Cette connaissance est fondamentale dans tout chantier de transformation de l'entreprise. La raison pour laquelle la certains chantiers de transformation sont des échecs peut s'expliquer par une méconnaissance du système et des leviers de transformation du système. En couplant les bonnes intentions et les mauvais leviers, la transformation mène souvent à une situation pire que la situation initiale.
La théorie de la connaissance
Beaucoup de managers considèrent implicitement qu'ils connaissent (suffisamment) leur entreprise ; ils n'ont donc pas à connaître le système entreprise car le système, du moins dans leur domaine de responsabilité, doit leur "obéir". Il y a donc généralement une préférence pour la représentation mentale que pour la vérité du système et notamment sa complexité humaine et technique."Cette entreprise est remarquable : on dirait qu'elle tourne toute seule." Je cite les mots d'un executive reconnaissant les limites de sa connaissance du système.
La théorie de la connaissance est une façon de savoir ce que l'on peut connaître et ce que l'on ne peut pas connaître. Il est fondamental pour un manager de savoir ce qu'il connaît et de comprendre les limites de sa connaissance. Dans cette zone non connue figurent des zones de potentielle connaissance et des zones que l'on ne pourra probablement jamais connaître. Or, reconnaître que l'on ne sait pas n'est pas particulièrement bien vu dans le management "traditionnel" français.
Pourtant, avoir une connaissance intime de ses limites ouvre la voie à l'apprentissage continu.
La connaissance de la psychologie
La connaissance de la psychologie des gens est bien entendu fondamentale pour tout manager, que ce soit au niveau caractéristiques psychologiques, interactions, motivation, etc. La psychologie des collaborateurs fait souvent beaucoup plus qu'on ne veut le reconnaître. C'est le paramètre qui fait que la collaboration est soit supérieure à la sommes des talents ou très nettement inférieure. Il faut dire que le "management by objectives" ne reconnaît que peu de choses à la dimension psychologique du système.Prenons ne serait-ce que la motivation. Abimer même involontairement la motivation des gens se traduit par généralement par une destruction lente des assets de l'entreprise. En effet, le fait d'être consciencieux dépend, chez nombre de collaborateurs, de l'importance d'être consciencieux pour le système entreprise. Si le système n'est pas vertueux, les collaborateurs ne le seront pas non plus. S'ils ne le sont pas, ils ne prendront pas à cœur de défendre les assets de l'entreprise et laisseront s'éroder la valeur de ces assets. Si l'on ajoute à ce phénomène des "effets retard", on peut anticiper, parfois des années avant l'événement, des crises majeures pour l'entreprise rien que par le mépris structurel de la psychologie des gens.

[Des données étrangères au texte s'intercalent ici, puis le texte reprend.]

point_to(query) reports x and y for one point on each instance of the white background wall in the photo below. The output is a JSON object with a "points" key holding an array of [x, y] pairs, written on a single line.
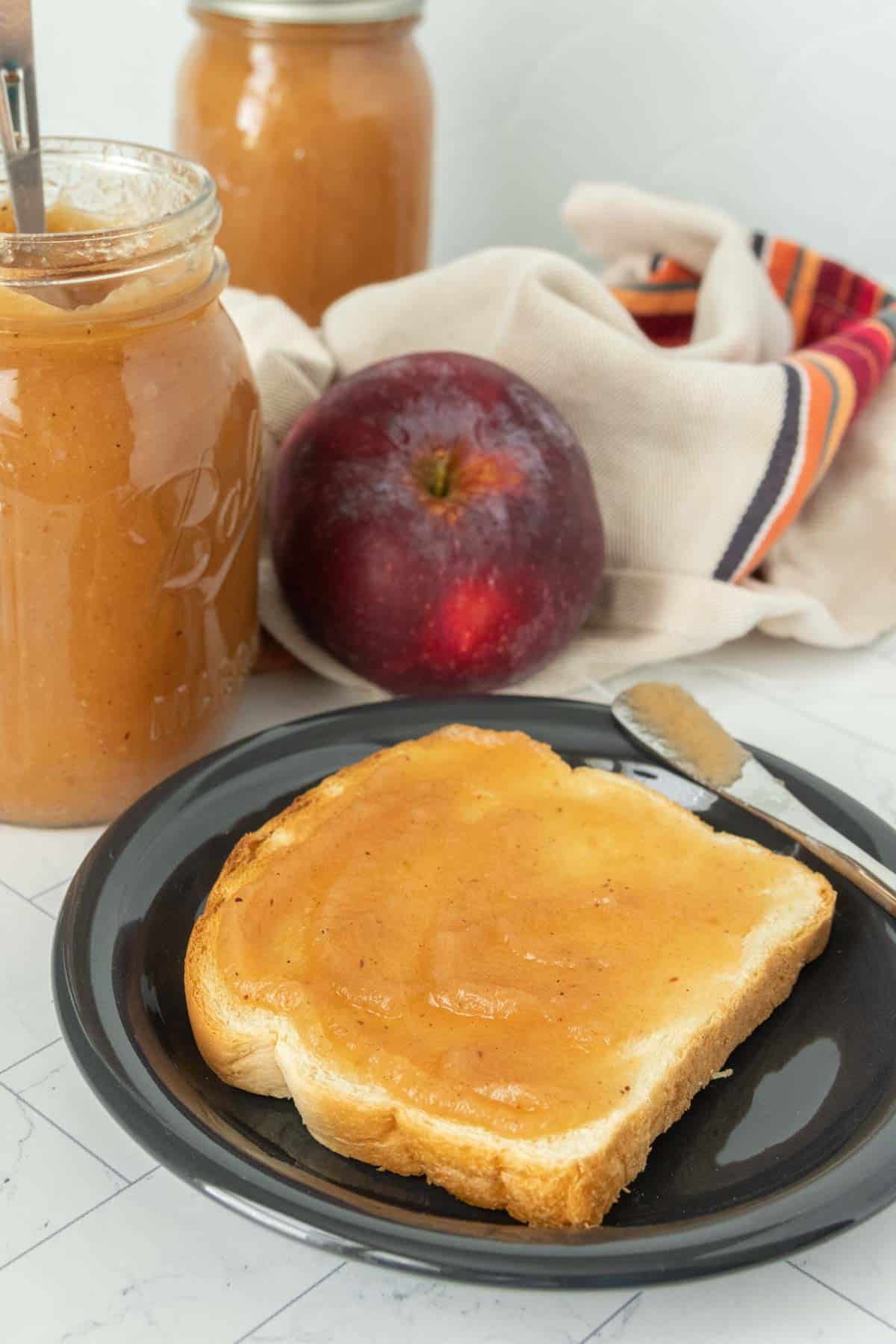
{"points": [[780, 111]]}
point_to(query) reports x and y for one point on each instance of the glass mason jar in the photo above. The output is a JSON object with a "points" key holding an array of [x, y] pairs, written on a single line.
{"points": [[129, 455], [316, 120]]}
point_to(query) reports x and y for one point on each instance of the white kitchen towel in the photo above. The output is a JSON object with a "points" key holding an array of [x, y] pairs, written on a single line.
{"points": [[714, 378]]}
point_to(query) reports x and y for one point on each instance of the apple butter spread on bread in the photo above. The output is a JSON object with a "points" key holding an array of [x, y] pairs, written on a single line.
{"points": [[465, 960]]}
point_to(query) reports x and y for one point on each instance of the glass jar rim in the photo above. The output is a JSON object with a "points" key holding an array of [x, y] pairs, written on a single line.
{"points": [[195, 211]]}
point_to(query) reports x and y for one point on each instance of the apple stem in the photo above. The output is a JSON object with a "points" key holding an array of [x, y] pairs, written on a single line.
{"points": [[438, 485]]}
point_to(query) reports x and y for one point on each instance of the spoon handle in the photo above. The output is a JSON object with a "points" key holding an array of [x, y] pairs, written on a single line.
{"points": [[763, 794], [19, 127]]}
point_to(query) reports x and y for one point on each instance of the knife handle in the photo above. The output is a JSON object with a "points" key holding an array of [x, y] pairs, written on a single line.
{"points": [[833, 848]]}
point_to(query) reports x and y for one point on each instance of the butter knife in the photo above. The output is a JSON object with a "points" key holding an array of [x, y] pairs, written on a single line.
{"points": [[673, 726]]}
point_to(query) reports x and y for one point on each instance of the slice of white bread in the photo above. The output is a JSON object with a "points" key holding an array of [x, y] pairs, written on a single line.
{"points": [[262, 1028]]}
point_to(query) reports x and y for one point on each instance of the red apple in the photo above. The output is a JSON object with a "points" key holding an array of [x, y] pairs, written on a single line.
{"points": [[435, 524]]}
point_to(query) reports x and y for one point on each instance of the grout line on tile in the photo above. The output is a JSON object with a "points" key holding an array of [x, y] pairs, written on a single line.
{"points": [[842, 1296], [65, 1132], [25, 1058], [287, 1305], [73, 1221], [63, 882], [595, 1332], [23, 898], [35, 906]]}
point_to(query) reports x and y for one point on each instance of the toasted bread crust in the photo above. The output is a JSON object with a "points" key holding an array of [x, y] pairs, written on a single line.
{"points": [[567, 1180]]}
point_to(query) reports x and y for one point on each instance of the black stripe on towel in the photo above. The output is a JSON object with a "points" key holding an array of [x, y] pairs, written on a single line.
{"points": [[770, 487]]}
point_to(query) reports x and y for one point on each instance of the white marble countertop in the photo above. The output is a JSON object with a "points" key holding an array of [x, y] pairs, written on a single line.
{"points": [[100, 1243]]}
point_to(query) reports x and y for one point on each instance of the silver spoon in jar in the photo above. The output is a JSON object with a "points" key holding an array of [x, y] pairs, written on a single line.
{"points": [[673, 726], [20, 141], [19, 128]]}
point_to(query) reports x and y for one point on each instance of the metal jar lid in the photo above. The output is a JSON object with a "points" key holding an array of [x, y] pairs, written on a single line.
{"points": [[312, 11]]}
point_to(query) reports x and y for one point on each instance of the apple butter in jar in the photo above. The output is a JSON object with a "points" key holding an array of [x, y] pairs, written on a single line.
{"points": [[316, 120], [129, 460]]}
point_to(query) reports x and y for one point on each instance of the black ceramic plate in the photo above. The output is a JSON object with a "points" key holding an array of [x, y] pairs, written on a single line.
{"points": [[797, 1144]]}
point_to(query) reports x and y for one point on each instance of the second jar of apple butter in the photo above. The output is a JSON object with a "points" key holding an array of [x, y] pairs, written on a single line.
{"points": [[316, 119]]}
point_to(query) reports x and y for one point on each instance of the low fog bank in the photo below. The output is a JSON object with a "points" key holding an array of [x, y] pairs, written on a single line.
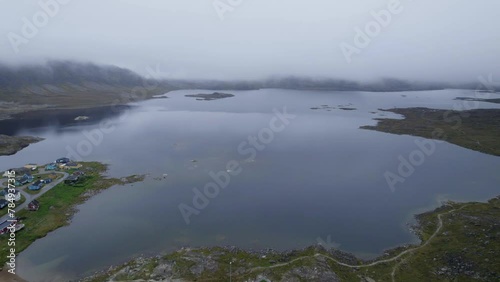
{"points": [[70, 72]]}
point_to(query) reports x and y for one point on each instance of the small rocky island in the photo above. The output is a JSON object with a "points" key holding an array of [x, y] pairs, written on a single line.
{"points": [[9, 145], [458, 243], [210, 97]]}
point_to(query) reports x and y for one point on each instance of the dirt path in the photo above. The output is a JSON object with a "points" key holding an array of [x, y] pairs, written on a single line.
{"points": [[438, 229]]}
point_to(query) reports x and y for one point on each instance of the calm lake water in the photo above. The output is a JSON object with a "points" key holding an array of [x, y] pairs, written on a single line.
{"points": [[321, 176]]}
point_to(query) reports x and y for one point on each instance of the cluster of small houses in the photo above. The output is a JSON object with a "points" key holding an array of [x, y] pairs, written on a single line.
{"points": [[24, 177]]}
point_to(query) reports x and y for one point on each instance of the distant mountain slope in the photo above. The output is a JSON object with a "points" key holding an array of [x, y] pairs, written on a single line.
{"points": [[61, 72], [65, 84]]}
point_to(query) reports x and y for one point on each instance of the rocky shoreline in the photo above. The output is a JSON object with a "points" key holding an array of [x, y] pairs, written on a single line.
{"points": [[9, 145], [458, 243]]}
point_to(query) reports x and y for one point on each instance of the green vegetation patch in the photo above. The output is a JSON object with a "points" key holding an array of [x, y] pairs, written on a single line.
{"points": [[57, 206], [477, 130]]}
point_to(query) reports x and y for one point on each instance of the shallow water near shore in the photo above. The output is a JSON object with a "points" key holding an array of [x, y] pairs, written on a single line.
{"points": [[320, 177]]}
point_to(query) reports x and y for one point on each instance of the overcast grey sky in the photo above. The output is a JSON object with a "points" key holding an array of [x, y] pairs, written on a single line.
{"points": [[452, 40]]}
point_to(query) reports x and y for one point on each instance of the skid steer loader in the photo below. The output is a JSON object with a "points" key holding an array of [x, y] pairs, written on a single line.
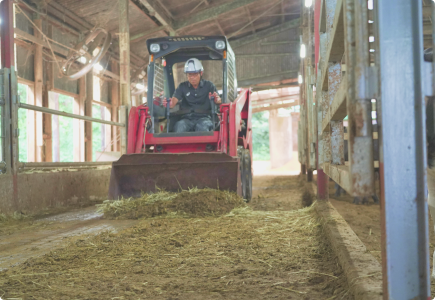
{"points": [[157, 157]]}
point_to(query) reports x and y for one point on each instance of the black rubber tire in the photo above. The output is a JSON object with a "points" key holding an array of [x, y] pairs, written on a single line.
{"points": [[240, 152], [247, 175]]}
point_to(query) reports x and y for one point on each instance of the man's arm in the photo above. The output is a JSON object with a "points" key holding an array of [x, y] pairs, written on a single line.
{"points": [[178, 95], [213, 92]]}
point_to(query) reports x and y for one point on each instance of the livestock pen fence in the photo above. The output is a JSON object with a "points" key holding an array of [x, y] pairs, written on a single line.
{"points": [[365, 68]]}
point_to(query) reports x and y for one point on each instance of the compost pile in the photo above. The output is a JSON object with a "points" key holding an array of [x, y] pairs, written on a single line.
{"points": [[195, 245], [190, 203]]}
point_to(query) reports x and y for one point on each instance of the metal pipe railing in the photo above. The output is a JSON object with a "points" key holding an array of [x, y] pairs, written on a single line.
{"points": [[69, 115], [34, 165]]}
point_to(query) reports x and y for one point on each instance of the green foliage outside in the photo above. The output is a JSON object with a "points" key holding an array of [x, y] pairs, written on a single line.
{"points": [[22, 124], [1, 136], [260, 135], [96, 132], [66, 130]]}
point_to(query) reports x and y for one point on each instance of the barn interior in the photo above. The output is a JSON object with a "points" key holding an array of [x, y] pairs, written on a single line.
{"points": [[330, 196]]}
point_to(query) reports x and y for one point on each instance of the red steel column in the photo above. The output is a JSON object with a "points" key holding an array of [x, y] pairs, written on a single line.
{"points": [[322, 178], [7, 34]]}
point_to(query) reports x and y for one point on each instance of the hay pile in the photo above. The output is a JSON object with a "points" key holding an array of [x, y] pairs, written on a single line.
{"points": [[245, 254], [190, 203]]}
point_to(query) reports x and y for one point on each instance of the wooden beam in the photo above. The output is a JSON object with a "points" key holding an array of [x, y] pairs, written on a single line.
{"points": [[338, 108], [275, 100], [70, 14], [265, 55], [155, 11], [124, 50], [255, 19], [271, 87], [88, 113], [247, 82], [210, 13], [248, 12], [31, 124], [270, 107], [40, 120], [79, 125], [115, 107], [219, 26], [165, 9], [37, 39], [142, 35], [265, 33]]}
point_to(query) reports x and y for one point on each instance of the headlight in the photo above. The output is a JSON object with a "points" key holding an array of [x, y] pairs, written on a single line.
{"points": [[220, 45], [154, 48]]}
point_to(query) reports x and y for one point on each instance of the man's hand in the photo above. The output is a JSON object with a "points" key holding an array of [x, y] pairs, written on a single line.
{"points": [[217, 99], [172, 102]]}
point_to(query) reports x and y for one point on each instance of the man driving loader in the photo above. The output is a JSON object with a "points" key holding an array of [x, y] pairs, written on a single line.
{"points": [[195, 96]]}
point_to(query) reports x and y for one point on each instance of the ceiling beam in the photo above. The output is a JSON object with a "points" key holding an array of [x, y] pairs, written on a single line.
{"points": [[259, 103], [247, 82], [266, 54], [142, 35], [255, 96], [271, 107], [159, 13], [219, 26], [255, 19], [272, 87], [265, 33], [250, 19], [210, 13]]}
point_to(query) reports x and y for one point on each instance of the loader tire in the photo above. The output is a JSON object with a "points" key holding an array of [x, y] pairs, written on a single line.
{"points": [[247, 175], [240, 154]]}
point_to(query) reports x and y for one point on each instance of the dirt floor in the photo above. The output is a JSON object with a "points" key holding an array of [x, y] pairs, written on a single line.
{"points": [[271, 249], [365, 221]]}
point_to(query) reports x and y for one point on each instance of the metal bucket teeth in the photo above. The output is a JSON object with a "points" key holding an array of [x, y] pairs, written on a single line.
{"points": [[134, 174]]}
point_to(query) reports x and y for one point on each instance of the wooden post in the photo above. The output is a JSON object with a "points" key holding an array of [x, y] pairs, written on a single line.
{"points": [[124, 50], [55, 129], [115, 107], [88, 112], [124, 53], [31, 128], [38, 94], [79, 125]]}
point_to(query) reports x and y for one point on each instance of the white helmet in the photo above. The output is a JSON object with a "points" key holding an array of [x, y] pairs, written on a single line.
{"points": [[193, 65]]}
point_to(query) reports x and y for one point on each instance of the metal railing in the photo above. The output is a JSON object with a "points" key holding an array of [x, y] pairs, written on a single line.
{"points": [[382, 60], [9, 102], [68, 115]]}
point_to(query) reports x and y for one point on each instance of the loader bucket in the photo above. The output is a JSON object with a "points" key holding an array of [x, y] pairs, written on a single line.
{"points": [[134, 174]]}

Un autre exemple plus brûlant dans l'actualité est celui du comportement des acteurs économiques : la fiscalité appliquée à ces acteurs devenant confiscatoire, leur comportement change (exode fiscal).
Nous reviendrons sur ces quatre points largement dans ce blog.
[1] Edward Deming, Hors de la crise, Economica 2002.
Edward Deming, Out of the Crisis, MIT Press 2000.